- DVD cover
- Directed by: Reuben Leder
- Written by: Reuben Leder
- Produced by: Kaj Holmberg; Jutta Rabe;
- Starring: Greta Scacchi; Jürgen Prochnow; Rein Oja; Donald Sutherland;
- Cinematography: Nicolas Joray; Robert Nordström;
- Edited by: Alan Strachan
- Music by: Mauri Sumén
- Production companies: Top Story Filmproduction; Smile Entertainment;
- Distributed by: Buena Vista International (Germany); Boulevard Entertainment (United Kingdom);
- Release date: 16 October 2003;
- Running time: 110 minutes
- Countries: Germany; United Kingdom;
- Language: English

= Baltic Storm =

2003 film by Reuben Leder

Baltic Storm is a 2003 film written and directed by Reuben Leder about the 1994 MS Estonia disaster.
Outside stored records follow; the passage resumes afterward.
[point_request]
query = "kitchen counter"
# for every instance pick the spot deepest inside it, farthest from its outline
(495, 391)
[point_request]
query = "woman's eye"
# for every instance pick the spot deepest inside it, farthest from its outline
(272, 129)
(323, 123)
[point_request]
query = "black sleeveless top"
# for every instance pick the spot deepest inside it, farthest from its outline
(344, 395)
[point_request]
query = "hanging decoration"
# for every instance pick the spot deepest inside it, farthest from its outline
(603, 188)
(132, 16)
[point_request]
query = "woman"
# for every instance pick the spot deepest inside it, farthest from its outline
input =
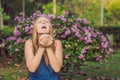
(43, 54)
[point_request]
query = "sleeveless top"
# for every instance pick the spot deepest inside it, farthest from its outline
(44, 72)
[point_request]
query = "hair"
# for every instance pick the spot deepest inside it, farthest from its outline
(35, 39)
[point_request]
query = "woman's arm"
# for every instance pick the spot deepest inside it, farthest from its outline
(32, 61)
(55, 58)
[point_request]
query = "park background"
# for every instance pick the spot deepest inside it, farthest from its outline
(101, 15)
Based on the book Die Estonia: Tragödie eines Schiffsuntergangs by German journalist Jutta Rabe, the film focuses on the supposed transport of defense materials by the Swedish Armed Forces, and alleged cover-up of the true cause of the disaster.

==Plot==
The plot portrays the Swedish government as being responsible for using the ship to covertly transport Russian high-tech components to the United States. The story is uncovered by a young female journalist, not unlike Rabe herself. According to Rabe, divers hired by the Swedish government (signing contracts swearing lifetime secrecy) spent hours breaking into cabins frantically searching for a black attaché case carried by a Russian space technology dealer, Aleksandr Voronin (who died 2002). She highlighted US interest in various Soviet technology, including nuclear-powered satellites. She also suggested that panic about the stability of some form of nuclear device is the most likely reason behind the initial Swedish government suggestion of burying the wreck in concrete, a highly unusual proposal for a wreck, reminiscent of Chernobyl's sarcophagus.